Pourquoi ? Parce que :
- Faut réécrire tous les workflows (syntax différente)
- Faut debugger les problèmes de cache
- Faut configurer les secrets manuellement
- Faut tester en prod (oui, j’ai cassé 3 déploiements avant de comprendre)
Conseil : Migre un repo à la fois. Commence par le moins critique.
GitHub Actions vs Droney : Le verdict honnête
Reste sur GitHub Actions si :
- Tu as < 1000 minutes/mois (donc gratuit)
- Tu veux du plug-and-play
- Tu as besoin du marketplace (plein d’actions préfaites)

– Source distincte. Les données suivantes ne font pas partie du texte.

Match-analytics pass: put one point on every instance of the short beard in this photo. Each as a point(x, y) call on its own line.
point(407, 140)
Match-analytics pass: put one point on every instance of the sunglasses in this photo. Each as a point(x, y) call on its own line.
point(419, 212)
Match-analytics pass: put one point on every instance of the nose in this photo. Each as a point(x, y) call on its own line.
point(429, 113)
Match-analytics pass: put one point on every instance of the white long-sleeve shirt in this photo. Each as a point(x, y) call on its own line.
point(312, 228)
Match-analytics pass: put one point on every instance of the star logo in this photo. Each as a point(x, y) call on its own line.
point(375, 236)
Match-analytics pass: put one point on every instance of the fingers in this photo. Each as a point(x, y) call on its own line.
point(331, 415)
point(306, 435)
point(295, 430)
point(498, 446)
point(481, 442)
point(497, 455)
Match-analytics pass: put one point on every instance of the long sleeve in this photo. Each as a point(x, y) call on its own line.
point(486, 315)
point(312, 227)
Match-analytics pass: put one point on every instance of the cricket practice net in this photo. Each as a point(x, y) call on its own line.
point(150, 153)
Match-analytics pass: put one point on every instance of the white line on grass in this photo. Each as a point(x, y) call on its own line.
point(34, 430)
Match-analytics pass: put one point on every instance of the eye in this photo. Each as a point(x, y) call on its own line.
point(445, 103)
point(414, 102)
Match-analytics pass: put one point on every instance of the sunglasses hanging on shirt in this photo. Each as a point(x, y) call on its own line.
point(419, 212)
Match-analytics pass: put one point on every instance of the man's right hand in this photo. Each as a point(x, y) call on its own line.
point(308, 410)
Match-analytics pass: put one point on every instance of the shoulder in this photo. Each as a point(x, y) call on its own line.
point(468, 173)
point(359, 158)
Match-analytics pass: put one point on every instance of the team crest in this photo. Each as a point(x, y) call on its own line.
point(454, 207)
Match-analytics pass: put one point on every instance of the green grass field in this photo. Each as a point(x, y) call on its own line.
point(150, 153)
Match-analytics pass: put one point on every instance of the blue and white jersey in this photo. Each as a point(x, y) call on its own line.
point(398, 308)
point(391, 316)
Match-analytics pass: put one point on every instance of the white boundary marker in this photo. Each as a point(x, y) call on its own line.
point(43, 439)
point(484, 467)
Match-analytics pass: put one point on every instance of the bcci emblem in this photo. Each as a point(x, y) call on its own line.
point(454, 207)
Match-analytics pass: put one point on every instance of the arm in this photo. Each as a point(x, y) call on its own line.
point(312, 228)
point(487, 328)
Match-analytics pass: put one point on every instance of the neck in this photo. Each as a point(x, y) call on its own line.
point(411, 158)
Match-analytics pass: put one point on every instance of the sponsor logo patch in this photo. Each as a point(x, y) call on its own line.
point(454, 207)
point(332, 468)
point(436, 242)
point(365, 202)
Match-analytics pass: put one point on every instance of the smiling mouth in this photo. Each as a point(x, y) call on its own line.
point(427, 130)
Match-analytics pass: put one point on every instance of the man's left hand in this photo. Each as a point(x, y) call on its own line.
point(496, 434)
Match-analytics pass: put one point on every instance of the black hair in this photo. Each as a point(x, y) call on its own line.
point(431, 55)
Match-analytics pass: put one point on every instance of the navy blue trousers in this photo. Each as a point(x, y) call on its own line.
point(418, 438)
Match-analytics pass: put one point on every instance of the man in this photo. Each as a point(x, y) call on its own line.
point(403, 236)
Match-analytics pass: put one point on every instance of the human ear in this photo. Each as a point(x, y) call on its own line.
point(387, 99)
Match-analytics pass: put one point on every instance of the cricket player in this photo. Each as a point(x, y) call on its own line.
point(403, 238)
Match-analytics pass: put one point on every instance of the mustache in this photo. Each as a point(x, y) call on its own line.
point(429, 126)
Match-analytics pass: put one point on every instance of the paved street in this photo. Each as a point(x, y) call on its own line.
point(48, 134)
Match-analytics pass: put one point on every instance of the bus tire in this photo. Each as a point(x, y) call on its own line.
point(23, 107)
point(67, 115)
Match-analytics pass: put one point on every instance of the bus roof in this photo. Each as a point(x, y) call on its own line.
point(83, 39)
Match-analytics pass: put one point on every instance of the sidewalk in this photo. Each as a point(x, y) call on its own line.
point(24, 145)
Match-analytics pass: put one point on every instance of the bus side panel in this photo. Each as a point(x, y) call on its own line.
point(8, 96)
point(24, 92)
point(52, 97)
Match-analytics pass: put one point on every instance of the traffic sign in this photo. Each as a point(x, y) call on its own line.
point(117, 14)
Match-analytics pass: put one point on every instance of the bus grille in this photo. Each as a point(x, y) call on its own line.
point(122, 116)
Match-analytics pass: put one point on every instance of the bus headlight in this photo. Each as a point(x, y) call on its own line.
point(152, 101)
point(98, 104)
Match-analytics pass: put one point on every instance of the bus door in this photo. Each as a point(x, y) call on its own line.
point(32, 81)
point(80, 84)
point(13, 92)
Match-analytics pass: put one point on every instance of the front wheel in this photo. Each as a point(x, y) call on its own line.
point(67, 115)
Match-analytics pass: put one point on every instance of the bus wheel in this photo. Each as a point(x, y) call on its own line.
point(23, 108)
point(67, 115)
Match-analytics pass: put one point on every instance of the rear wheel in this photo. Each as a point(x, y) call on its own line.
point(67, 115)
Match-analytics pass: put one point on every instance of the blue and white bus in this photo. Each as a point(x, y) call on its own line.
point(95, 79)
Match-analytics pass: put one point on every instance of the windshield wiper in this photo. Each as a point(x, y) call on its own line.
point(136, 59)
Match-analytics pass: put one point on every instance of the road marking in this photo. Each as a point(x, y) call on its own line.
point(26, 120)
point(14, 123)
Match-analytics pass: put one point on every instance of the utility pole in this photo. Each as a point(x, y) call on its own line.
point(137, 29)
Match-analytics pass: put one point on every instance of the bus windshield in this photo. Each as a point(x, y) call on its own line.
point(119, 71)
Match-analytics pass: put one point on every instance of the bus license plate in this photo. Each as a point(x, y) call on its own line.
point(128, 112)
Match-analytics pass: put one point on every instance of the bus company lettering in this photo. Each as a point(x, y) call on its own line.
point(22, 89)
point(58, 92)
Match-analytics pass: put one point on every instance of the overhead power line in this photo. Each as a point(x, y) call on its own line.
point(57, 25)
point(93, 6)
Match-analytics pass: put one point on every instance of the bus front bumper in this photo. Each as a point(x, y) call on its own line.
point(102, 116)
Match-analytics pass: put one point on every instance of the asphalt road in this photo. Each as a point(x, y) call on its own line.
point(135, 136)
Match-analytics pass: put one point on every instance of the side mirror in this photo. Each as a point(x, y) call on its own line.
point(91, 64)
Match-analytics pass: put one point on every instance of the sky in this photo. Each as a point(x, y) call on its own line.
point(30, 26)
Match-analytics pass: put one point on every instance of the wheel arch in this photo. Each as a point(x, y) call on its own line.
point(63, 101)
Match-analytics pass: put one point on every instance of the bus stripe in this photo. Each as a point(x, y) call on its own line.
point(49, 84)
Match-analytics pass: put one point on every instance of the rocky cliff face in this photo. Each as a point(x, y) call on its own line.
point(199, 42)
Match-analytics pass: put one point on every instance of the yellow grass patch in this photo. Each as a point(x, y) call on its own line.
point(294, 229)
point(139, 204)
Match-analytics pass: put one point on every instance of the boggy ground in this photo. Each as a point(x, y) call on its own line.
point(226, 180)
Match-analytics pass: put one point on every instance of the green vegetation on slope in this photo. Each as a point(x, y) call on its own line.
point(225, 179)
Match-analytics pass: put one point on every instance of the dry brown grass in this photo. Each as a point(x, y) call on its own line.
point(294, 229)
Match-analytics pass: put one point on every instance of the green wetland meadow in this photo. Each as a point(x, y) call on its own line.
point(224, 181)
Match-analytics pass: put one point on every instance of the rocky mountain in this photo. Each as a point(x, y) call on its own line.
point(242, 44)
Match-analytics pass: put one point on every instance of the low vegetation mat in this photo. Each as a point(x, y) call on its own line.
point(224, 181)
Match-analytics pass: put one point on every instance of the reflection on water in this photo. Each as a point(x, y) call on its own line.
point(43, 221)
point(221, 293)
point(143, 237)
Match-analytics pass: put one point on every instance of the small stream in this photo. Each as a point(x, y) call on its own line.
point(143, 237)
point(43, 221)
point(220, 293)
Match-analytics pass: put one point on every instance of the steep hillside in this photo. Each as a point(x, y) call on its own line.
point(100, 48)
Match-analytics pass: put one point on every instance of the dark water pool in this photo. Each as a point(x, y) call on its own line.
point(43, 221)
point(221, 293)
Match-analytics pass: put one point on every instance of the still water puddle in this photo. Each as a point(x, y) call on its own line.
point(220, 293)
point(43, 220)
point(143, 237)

- Tu veux l’intégration native GitHub (PR checks, status, etc.)
Passe à Droney si :
- Tu dépasses les 2000 minutes/mois (donc payant)
- Tu veux کنترل total sur ton infra
- Tu as déjà un VPS qui tourne de toute façon
- Tu veux optimizer les builds Docker (cache persistant, hardware dédié)
- Tu veux apprendre comment fonctionne un CI/CD “sous le capot”
Mon cas : J’ai switché pour l’argent (économise ~10€/mois). Mais je reste pour le contrôle.
Quand un build foire, je peux checker les logs du container directement. Je peux tuner le hardware. Je ne suis pas limité par les quotas GitHub.
Alternatives à Droney
J’ai mentionné Jenkins et GitLab CI. Mais y’a d’autres options :
Woodpecker CI
Fork de Drone (avant le rachat par Harness). Plus communautaire, updates plus fréquentes. Syntax compatible.
Pourquoi choisir : Si tu veux du 100% open-source sans boîte commerciale derrière.
Gitea Actions
Si tu utilises déjà Gitea (alternative à GitHub), leur CI intégré est basé sur Act (le runner GitHub Actions open-source).
Pourquoi choisir : Tout-in-one. Repo + CI au même endroit.
GitHub Self-Hosted Runners
Tu peux runner des jobs GitHub Actions sur ta propre machine.
# Dans repo Settings → Actions → Runners
./config.sh --url https://github.com/ton-repo --token XYZ
Pourquoi choisir : Tu gardes la syntax GitHub Actions, mais avec ton propre hardware. Meilleur des deux mondes.
Inconvénient : Toujours dépendant de GitHub pour l’orchestration.
Conclusion : Est-ce que ça vaut le coup ?
Oui, si :
- Tu payes déjà pour GitHub Actions
- Tu as un VPS qui tourne (coût marginal = 0)
- Tu es à l’aise avec Docker
- Tu veux apprendre le CI/CD “bas niveau”
Non, si :
- Tu es dans les limites gratuites
- Tu veux juste que ça marche
- Tu as pas le temps de maintenir un service de plus
Mon bilan après 3 mois :
- Économies : ~30€ (j’ai 3 projets qui auraient nécessité des plans payants)
- Temps investi : 2 jours de setup + maintenance minimale
- Satisfaction : Élevée. J’ai appris un max sur les runners, les webhooks, le cache Docker.
Et honnêtement ? Voir mes builds tourner sur mon serveur, avec ma config, sans dépendre d’un provider… ça fait plaisir.
Ressources
- Drone Documentation Officielle
- Drone Docker Runner
- GitHub Self-Hosted Runners
- Kaniko Documentation (build Docker sans Docker)
Écrit le 2026-03-21 sur un VPS Hetzner CX11 (2 vCPU, 2GB RAM). Tests réalisés sur 3 repos personnels avec ~50 builds/semaine.